/HashBox

A simplified OpenStack-Swift Distributed File Store w/ Consistent Hashing implemented in Python. Can be configured to store n backups for a given file, and can resolve disk failures or deletion of n-1 copies.

Primary LanguagePython

HashBox

drawing

Background

OpenStack-Swift

Swift is an project under the OpenStack organization designed to offer Object Stores that simplified API. It's goals include acheiving durabilit, availability, and concurrency across all objects stores. This project is a simplified version of OpenStack Swift, to store files across a distributed cluster of nodes.
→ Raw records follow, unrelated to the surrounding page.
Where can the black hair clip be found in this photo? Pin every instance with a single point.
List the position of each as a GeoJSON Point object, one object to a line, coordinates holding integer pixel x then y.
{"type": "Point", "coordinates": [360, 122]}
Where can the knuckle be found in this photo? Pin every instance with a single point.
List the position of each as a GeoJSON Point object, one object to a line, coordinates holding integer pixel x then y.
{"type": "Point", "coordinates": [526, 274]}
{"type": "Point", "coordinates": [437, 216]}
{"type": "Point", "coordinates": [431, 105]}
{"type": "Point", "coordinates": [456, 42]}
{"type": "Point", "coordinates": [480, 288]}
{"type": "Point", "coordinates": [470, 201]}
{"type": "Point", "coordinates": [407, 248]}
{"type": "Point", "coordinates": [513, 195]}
Consistent Hashing Approach

alt text

Directory Structure

-- README.md
-- Server
	-- server.py
	-- check_ports.sh
	-- run.sh (automation script)
	-- helpers/
-- Client
	-- client.py
	-- run.sh (automation script)
	-- helpers/
	-- test (test files directory)

Running the Application

Run Server

NOTE: sh run.sh will run server with cmd arguments

python server.py 16 129.210.16.80 129.210.16.81 129.210.16.83 129.210.16.86

server.py should be run with the following arguments

arg[0] : num partiions (2 ^ arg[0]) arg[1-n] : ip addresses / host of machines to store files on

This will start the server in whatever machine it is being run on. It will output the following information before listening for request on a random port. It will get login information for all machine in the network from the environment variable $USER.

  • Number of disks being used for file storage
  • Random available port available on each machine/disk
  • IP address of current machine
  • Random Port server is listening on
  • command to run in ./Client directory to connect client to server (ex: python client.py )

Run client

Client.py should be run with two command line arguments, after server.py is run.

python client.py <server-ip-address> <server-port>

arg[0]: server-ip-address as listed in server output arg[1]: server-port as listed in server output

How to Use Client

Client will ask for user-name by interact with clients in first user prompt.

Client will display prompt to enter the following commands as specified by the Assignment Instructions.

# |   Command   |   Argument   |           Description"
---------------------------------------------------------------
1 |  download   | filename.ext |  Display where the object is saved
2 |    list     |   <no_arg>   |  Display all files for the user
3 |   upload    | filename.ext |  Display in which disks object is saved
4 |   delete    | filename.ext |  Delete object
5 |     add     |  ip_address  |  Add a node to the cluster
6 |   remove    |  ip_address  |  Remove a node from the cluster
7 |      q      |   <no_arg>   |  Delete object

All commands can be entered into the >> shell as 'cmd arg'.

Example, upon >>, if one wished to upload a file

upload test.txt.

NOTE: For upload, all files upload will be searched for in path relative to Client/ Folder ( directory relative to client.py).

Example: The following will search in the directory Client/test/data.txt.

upload test/data.txt

The download command will store files in the path relative to client.py (Client/ directory).

Testing Deletion of File / Simulate Disk Failure

At least one copy of the file the cluster stores can be deleted from either the original disk or backup disk. The machine will accomodate this delete by healing the cluster as needed when any other command is run. It will necessarily attempt to check for any corruption upon the list, add, and remove commands to ensure consistency amongst the data.

The 'remove' command will move the files to different nodes in the table to adjust for any files that exist on a node being deleted prior to deletion.